The other problem: Chinese mitten crabs live in freshwater, spawn in saltwater and are prolific diggers — and not in the cool 1960s theater troupe kind of way. Which means they like to travel and can wreck everything in their path, including flood-controlling levees and riverbanks. They’ve also been known to disrupt fish migrations, mess with the natural food chain and destroy commercial fishing nets willy-nilly, like the octopedal anarchists that they are.

In an effort to keep the homeland (and our estuaries) safe, Chinese mitten crabs have been banned from U.S. fish markets since 1986. Hailing from East Asia, they keep showing up on the West Coast likely due to shipping activities and/or smugglers filling a very niche demand. (The Examiner reported in 1998 that, for some, the crab’s “ovaries are believed to provide magical powers after being consumed.”)

By the time the millennium rolled around, Bay Area and Central Valley officials were engaged in an all-out effort to control the Chinese mitten crab population.

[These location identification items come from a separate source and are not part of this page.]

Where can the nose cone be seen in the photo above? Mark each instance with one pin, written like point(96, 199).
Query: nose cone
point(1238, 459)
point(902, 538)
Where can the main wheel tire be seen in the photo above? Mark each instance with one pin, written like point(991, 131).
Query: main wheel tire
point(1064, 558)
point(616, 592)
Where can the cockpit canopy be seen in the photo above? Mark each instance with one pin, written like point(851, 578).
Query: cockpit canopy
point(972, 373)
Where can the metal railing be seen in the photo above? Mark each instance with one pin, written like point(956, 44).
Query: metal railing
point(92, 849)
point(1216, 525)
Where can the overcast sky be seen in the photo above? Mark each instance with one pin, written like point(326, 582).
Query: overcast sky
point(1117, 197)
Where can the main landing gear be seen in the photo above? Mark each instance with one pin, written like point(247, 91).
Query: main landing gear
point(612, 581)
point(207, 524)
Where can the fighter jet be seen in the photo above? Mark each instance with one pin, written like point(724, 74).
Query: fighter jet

By far the most surreal method was to stop the crabs in their tracks via a contraption nicknamed “Crabzilla.” The 18-foot-high rotating screen was so effective, it successfully restored the Bay’s waters to natural order. The captured crabs, approximately one million of them, were then ground up and turned into literal fertilizer. (Spongebob Squarepants this is not.)

According to the U.S. Geological Survey, Chinese mitten crabs have been a rarity in the Bay since 2012. May a new Crabzilla keep their mittens from our shores.